Дом деда был наполнен горячим туманом взаимной вражды всех со всеми; она отравляла взрослых, и даже дети принимали в ней горячее участие. Впоследствии из рассказов бабушки я узнал, что мать приехала как раз в те дни, когда ее братья настойчиво требовали у отца раздел имущества. Неожиданное возвращение матери еще больше обострило и усилило их желание выделиться. Они боялись, что моя мать потребует приданого, назначенного ей, но удержанного дедом, потому что она вышла замуж «самокруткой», против его воли. Дядья считали, что это приданое должно быть поделено между ними. Они тоже давно и жестоко спорили друг с другом о том, кому открыть мастерскую в городе, кому – за Окой, в слободе Кунавине.
Уже вскоре после приезда, в кухне, во время обеда, вспыхнула ссора: дядья внезапно вскочили на ноги и, перегибаясь через стол, стали выть и кричать на дедушку, жалобно скаля зубы и встряхиваясь, как собаки, а дед, стуча ложкой по столу, покраснел весь и звонко – петухом – закричал:
– По миру пущу!
Болезненно искривив лицо, бабушка говорила:
– Отдай им все, отец, – спокойней тебе будет, отдай!
– Цыц, потатчица! – кричал дед, сверкая глазами, и было странно, что, маленький такой, он может кричать столь оглушительно.
Мать встала из-за стола и, не торопясь отойдя к окну, повернулась ко всем спиною.

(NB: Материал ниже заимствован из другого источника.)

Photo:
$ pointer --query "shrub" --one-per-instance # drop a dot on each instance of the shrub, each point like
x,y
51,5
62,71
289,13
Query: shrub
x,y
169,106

Вдруг дядя Михаил ударил брата наотмашь по лицу; тот взвыл, сцепился с ним, и оба покатились по полу, хрипя, охая, ругаясь.
Заплакали дети; отчаянно закричала беременная тетка Наталья; моя мать потащила ее куда-то, взяв в охапку; веселая, рябая нянька Евгенья выгоняла из кухни детей; падали стулья; молодой широкоплечий подмастерье Цыганок сел верхом на спину дяди Михаила, а мастер Григорий Иванович, плешивый, бородатый человек в темных очках, спокойно связывал руки дяди полотенцем.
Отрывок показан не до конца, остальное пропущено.